Look What Was Waiting For Me When I Got Home...
...are they not BEAUTIFUL! I needed these so much. I have had the week from Hell last week. I had to make a personal and difficult confession to my manager and assistant manager at work. I had to apologize to a co-worker. I basically puffed myself up like a blowfish and had to wiggle like a worm. I have felt rotten about myself this week, and what I've realized is that every relationship I have ever had where I have cared for them in any amount I have hurt them is some form or fashion by my judgement. I am a judgemental person, God help me! I am! I totally react before I think it through, and taking it to God...please! It really kind of scared me look back on past co-depent relationships, relationships that I destroyed, relationships I could have destroyed but because this person loves me for who I am loved me enough anyway to say I'm sticking this through...I'm scared for Monday and what it will bring. I don't want things to be changed between these individuals and me, but somehow they already are...
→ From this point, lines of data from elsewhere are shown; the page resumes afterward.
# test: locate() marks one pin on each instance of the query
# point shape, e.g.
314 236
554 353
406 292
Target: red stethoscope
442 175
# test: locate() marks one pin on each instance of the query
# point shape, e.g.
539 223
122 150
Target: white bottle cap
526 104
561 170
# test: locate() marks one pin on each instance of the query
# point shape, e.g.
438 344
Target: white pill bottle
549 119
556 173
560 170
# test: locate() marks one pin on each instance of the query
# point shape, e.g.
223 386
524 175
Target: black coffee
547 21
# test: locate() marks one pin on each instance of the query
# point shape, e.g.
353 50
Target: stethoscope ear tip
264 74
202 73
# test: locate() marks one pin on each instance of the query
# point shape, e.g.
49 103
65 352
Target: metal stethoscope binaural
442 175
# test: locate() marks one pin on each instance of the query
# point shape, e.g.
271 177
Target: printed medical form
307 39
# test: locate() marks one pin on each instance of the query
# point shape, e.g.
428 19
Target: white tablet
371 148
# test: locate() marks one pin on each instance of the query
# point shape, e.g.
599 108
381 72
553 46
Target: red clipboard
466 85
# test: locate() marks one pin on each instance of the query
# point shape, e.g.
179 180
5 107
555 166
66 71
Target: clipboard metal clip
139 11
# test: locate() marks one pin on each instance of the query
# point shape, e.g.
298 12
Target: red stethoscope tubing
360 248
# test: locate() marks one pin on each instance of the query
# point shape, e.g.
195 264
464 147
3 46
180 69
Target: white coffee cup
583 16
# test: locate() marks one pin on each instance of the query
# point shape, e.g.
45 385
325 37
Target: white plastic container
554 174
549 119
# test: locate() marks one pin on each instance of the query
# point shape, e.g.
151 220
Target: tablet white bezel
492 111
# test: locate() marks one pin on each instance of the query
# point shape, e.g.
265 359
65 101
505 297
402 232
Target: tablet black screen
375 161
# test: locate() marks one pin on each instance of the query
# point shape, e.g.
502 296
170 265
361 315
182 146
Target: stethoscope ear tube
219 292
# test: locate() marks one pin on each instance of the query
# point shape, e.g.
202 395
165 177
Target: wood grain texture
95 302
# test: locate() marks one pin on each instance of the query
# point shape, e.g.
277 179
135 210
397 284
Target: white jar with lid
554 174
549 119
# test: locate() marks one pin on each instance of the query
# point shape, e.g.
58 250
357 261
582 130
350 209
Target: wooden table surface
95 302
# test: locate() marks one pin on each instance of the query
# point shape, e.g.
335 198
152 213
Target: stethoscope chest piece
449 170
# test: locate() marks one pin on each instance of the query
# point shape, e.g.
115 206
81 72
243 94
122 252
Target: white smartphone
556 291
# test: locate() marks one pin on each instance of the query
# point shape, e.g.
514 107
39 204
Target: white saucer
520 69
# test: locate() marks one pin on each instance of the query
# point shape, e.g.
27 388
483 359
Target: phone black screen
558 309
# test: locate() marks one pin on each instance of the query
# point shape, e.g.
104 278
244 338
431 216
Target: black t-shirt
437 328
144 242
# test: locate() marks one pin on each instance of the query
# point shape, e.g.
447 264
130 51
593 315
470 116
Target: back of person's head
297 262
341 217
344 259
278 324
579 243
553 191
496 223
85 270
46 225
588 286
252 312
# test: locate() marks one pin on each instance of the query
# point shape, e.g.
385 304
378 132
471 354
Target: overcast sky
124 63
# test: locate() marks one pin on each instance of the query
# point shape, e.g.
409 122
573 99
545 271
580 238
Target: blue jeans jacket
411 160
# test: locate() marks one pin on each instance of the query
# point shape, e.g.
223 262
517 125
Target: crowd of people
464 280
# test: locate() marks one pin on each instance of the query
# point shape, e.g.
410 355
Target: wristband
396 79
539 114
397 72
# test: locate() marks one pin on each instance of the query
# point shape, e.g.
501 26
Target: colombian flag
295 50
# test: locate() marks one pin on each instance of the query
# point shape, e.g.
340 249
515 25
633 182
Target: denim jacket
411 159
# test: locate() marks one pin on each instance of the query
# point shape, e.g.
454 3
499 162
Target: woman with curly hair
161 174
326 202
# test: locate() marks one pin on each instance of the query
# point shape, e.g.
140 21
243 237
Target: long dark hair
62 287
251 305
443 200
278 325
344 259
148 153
...me and God had a conversation, well I talked He listened on the matter today...I'm rambling because that's me, but I just ask all of you to keep me in my prayers...I am smart, funny, pretty, and nice...I promise :) Just not always that good!
Edee, the person who sent me the flowers, is such my tether(msp?)...she holds me to the truth and encourages me in ways that maybe even a really close friend couldn't...her and God have a special connection concerning me. These couldn't have come at a better time!
I love you all dearly! Later!
Comments
Praying for you always!
It's wonderful how the dear Lord puts those "tethers" in our life, isn't it?
If I remember correctly your last day at work is quickly approaching...I'm excited for you.
And, by your apologizing to your boss and co-workers, allows God even more freedom to work greater wonders. Remember He uses our errors also, to further His kingdom.